A far gola alla Wagner sono principalmente gli appartenenti ai reparti scelti di esercito e polizia, uomini che hanno usufruito di ottimi programmi di addestramento da parte degli Usa e, adeguatamente equipaggiati, hanno raggiunto ottimi risultati sul campo di battaglia. La conoscenza degli equipaggiamenti e delle tecniche di combattimento della Nato sono la dote su cui i russi intendono mettere le mani: in pratica si tratta di acquisire piena consapevolezza di metodi ed equipaggiamenti con cui oggi vengono formate e rifornite le truppe ucraine. E, aspetto non secondario, di avere a disposizione militari in grado di utilizzare gli armamenti di produzione occidentale che in questo anno di guerra sono stati catturati dalle truppe di Mosca, così da poterli reimpiegare in maniera efficace.
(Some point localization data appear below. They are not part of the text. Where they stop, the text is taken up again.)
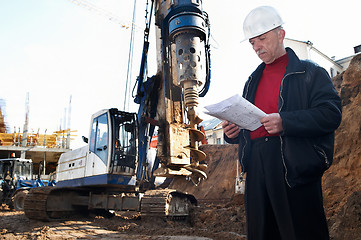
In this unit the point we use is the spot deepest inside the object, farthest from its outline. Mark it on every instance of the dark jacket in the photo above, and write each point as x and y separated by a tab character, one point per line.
310	109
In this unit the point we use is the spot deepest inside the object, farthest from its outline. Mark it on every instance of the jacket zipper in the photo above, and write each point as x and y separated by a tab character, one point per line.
244	137
279	110
322	152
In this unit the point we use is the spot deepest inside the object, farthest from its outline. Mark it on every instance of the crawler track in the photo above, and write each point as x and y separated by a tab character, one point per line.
166	203
35	205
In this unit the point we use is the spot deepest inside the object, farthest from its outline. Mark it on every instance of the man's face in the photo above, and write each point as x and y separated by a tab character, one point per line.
269	46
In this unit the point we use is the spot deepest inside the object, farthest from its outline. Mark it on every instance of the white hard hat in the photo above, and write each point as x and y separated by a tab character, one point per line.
261	20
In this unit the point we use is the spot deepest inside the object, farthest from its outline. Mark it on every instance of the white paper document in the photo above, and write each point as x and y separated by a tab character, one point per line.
238	110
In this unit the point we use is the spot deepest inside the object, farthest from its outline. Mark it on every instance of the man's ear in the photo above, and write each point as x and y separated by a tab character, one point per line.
281	34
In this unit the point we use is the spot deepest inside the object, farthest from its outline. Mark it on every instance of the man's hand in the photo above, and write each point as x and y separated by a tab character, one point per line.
231	130
272	123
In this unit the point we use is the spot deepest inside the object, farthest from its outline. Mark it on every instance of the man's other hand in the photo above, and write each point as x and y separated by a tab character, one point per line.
231	130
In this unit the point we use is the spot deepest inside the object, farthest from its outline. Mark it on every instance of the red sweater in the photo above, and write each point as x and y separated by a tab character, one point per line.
268	91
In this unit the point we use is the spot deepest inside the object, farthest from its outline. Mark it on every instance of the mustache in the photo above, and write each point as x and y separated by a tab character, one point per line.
261	51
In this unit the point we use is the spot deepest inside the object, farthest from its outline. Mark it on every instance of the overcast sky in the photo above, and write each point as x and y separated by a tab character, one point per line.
57	48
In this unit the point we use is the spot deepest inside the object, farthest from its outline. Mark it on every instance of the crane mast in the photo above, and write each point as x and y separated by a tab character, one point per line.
182	64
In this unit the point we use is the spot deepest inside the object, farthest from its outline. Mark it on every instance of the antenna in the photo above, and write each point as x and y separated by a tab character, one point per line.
68	125
26	124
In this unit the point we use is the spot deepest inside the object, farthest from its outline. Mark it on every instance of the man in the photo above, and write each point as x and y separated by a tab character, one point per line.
285	158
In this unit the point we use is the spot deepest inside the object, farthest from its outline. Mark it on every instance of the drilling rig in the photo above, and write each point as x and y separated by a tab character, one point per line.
113	171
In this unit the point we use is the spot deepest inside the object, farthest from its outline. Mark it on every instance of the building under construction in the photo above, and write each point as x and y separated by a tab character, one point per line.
42	148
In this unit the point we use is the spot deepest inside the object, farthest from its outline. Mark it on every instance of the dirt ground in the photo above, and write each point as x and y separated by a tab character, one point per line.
220	214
Un ruolo determinante nell’arruolamento degli ex militari afghani sotto bandiera russa lo sta giocando l’Iran: le autorità di Teheran nelle ultime settimane hanno notevolmente agevolato l’ingresso di questi uomini e delle loro famiglie nel Paese; sarebbero gli stessi Pasdaran, inoltre, ad effettuare una prima selezione sulla base delle indicazioni russe.
Nulla di sorprendente, in realtà, se si considera che dallo scoppio della guerra in Ucraina la collaborazione militare tra Mosca e Teheran si è molto rafforzata: sono di origine iraniana i droni kamikaze che hanno consentito ai russi di colmare l’iniziale svantaggio nei confronti degli ucraini, mentre l’aviazione iraniana attende la fornitura di caccia Su-35 per aggiornare la propria linea di combattimento, ormai drammaticamente obsoleta.